National Institutes of Health see small budget increase

As foreshadowed by President George W. Bush's proposed budget for fiscal year 2004, the University Health System and medical research initiatives will go through many changes in the next few years.

On Jan. 23, the U.S. Congress passed the spending bill for fiscal year 2004, and the rapid increase in funding for the National Institutes of Health came to an end this year.

Health System officials, however, had already predicted the change in funding for the coming year and have said that the School of Medicine will continue to have success.

The NIH is a government-run agency that sponsors a significant amount of medical research in America. Over the past five years, it has seen a 15 percent growth in budget each year, doubling its size to approximately $28 billion a year.

The Medical School is the second-largest recipient of money from the NIH, receiving 80 percent of its funds from the agency. In 2002, the Medical School received about $420 million from the NIH, behind only Johns Hopkins University, which received approximately $510 million.
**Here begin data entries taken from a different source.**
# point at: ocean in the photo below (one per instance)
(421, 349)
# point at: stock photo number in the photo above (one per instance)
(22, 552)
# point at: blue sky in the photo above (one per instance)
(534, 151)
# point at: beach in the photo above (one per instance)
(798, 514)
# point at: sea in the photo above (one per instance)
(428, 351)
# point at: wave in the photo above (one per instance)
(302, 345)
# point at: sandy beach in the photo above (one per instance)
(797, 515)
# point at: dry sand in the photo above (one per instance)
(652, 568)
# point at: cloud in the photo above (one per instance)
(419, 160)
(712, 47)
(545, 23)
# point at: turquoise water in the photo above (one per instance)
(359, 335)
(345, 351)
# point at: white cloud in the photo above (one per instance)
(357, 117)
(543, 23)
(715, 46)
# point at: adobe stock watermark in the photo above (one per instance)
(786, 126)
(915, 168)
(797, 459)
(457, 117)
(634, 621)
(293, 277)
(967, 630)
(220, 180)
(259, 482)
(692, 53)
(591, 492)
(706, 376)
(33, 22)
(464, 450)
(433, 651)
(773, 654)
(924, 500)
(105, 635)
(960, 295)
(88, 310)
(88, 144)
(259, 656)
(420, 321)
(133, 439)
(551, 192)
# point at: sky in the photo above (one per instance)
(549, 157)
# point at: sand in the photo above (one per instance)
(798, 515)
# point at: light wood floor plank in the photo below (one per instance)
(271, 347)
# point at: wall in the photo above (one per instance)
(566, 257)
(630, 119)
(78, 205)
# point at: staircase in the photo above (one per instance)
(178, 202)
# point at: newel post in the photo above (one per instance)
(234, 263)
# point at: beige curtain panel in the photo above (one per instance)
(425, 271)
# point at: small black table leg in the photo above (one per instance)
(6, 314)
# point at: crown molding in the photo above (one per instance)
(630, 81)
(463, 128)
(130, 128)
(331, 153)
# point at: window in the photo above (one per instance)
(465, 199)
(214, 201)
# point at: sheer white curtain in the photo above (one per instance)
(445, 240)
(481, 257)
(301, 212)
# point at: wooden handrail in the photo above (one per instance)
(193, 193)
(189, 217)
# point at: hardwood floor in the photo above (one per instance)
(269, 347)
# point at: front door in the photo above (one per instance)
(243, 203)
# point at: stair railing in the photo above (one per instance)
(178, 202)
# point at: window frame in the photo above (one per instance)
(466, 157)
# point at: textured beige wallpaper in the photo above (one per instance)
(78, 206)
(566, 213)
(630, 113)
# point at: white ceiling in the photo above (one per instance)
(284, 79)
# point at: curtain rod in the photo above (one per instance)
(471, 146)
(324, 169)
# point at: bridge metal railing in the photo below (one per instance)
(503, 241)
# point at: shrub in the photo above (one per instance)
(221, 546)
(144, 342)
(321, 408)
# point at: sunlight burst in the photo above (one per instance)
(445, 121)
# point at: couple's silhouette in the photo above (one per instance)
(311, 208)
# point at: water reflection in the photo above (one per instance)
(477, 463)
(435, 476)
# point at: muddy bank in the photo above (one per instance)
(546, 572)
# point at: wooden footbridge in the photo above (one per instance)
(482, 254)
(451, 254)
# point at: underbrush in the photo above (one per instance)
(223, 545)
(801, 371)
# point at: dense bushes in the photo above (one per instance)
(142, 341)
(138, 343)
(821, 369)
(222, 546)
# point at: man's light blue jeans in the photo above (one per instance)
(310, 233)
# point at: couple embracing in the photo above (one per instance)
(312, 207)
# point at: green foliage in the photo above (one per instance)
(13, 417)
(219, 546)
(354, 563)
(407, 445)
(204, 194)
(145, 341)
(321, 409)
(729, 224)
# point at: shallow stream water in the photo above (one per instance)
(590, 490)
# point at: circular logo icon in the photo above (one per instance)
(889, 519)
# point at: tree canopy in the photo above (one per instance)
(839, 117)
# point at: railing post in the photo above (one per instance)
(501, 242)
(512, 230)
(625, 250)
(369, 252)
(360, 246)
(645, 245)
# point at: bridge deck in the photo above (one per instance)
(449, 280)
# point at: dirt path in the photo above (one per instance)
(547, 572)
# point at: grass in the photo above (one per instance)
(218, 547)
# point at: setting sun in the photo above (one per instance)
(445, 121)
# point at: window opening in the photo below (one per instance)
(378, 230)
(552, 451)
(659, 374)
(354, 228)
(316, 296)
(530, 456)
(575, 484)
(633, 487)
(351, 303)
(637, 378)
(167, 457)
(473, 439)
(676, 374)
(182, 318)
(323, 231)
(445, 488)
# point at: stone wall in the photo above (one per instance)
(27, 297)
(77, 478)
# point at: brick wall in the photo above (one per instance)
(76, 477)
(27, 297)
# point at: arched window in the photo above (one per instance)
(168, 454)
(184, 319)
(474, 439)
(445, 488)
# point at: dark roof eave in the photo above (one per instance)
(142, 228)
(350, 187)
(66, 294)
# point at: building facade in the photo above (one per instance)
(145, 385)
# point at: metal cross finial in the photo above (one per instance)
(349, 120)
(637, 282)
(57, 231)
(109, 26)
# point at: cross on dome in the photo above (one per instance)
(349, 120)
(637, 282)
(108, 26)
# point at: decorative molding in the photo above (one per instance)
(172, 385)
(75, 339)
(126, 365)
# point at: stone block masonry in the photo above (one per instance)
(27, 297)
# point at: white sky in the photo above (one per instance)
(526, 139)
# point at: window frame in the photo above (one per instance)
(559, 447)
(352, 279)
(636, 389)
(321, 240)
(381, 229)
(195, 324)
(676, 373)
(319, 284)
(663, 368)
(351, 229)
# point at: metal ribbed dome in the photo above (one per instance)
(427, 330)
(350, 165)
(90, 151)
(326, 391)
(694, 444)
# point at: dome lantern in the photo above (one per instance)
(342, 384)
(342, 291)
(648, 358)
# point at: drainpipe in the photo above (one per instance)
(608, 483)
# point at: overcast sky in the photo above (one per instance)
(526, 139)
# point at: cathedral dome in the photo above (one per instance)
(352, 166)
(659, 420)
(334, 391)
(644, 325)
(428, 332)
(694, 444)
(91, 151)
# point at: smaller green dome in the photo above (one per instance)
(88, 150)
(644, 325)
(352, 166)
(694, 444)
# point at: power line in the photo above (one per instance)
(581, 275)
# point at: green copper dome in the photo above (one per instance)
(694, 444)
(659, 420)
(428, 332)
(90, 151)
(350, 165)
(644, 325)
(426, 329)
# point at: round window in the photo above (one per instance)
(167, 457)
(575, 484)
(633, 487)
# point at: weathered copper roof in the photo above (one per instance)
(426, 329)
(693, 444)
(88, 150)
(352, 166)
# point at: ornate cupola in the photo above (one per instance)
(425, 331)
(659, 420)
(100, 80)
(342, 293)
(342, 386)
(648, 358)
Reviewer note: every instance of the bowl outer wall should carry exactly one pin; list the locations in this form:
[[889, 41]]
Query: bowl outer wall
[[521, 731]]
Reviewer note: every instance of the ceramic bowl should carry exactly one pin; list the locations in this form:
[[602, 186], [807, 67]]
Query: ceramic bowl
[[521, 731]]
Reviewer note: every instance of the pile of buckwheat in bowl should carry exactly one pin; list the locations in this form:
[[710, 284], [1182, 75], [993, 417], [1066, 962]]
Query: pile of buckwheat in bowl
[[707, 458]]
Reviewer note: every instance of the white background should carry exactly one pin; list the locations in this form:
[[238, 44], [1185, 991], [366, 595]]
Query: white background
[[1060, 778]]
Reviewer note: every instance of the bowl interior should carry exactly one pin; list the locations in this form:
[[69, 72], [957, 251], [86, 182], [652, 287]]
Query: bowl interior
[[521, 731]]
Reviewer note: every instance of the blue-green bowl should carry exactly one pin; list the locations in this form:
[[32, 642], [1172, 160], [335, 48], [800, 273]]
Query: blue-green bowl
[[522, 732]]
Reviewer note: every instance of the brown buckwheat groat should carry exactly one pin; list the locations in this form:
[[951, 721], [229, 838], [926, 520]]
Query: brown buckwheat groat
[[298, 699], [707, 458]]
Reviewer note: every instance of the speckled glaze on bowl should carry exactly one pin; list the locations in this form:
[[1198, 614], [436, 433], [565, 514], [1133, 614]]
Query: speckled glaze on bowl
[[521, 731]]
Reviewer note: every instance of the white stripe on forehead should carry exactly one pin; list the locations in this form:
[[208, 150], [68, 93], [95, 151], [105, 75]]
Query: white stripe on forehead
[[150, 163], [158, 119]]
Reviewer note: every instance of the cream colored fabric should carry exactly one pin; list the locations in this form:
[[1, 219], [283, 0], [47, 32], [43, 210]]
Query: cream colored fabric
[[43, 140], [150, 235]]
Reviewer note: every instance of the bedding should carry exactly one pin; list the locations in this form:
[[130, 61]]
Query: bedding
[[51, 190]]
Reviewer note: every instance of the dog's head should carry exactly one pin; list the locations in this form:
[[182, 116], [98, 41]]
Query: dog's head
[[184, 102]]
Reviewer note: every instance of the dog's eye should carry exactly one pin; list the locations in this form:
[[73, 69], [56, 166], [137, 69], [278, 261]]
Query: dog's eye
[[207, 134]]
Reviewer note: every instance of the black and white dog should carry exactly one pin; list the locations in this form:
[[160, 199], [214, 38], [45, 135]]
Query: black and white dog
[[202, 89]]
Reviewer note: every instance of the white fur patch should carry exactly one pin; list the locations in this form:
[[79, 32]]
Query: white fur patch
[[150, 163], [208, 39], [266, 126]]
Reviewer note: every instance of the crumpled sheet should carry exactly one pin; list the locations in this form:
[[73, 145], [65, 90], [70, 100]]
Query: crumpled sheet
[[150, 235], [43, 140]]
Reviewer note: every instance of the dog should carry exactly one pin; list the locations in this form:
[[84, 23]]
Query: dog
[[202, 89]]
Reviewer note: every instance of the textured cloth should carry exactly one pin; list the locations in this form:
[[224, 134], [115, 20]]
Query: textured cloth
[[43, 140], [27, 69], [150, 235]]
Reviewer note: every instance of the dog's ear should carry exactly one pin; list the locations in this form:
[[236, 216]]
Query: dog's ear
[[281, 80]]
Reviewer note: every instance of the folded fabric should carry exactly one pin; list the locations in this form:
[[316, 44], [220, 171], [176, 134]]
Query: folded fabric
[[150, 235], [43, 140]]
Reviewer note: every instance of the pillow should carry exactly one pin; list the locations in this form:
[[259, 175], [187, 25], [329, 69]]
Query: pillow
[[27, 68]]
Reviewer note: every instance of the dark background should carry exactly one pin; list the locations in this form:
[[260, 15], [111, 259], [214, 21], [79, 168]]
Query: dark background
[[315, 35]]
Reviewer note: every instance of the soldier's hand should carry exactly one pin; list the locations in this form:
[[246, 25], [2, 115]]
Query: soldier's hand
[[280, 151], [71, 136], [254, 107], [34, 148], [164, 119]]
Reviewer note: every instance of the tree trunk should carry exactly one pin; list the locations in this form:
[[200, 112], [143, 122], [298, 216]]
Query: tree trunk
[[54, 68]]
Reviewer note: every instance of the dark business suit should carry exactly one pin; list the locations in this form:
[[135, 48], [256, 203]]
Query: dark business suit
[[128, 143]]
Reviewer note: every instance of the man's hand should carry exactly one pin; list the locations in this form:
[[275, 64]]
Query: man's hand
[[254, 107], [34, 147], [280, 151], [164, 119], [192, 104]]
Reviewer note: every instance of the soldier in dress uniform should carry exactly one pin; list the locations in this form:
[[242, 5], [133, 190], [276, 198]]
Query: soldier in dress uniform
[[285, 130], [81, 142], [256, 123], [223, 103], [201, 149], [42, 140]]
However, between 2003 and 2004, the amount of money allocated to this institution will only increase by 3.1 percent, according to an NIH press release, and in the president's proposed budget for 2005, the increase will be 2.6 percent.

Although the large yearly increases in funding will no longer be seen, officials from the Medical School are not worried. Vice Dean for Research and Research Training Glen Gaulton said last month that the increases would only cover the costs of inflation, but that the Health System is prepared to react to the changes.

To aid programs in the allocation of this money, the NIH is initiating a move toward a new kind of medical research through a program called "The Roadmap for Medical Research," with the hope of speeding up the process of drug discovery and clinical use.

In fiscal year 2004, the NIH will allocate $128 million to the Roadmap initiative, and this will increase again in 2005 to $237 million.

"We believe success will be high because it is a very well thought out, modern approach to research teams of the future," NIH spokesman Marc Stern said last month.

Stern added that by instituting the Roadmap, the NIH hopes "to maximize use of tax money," and "put it to immediate and complete good use."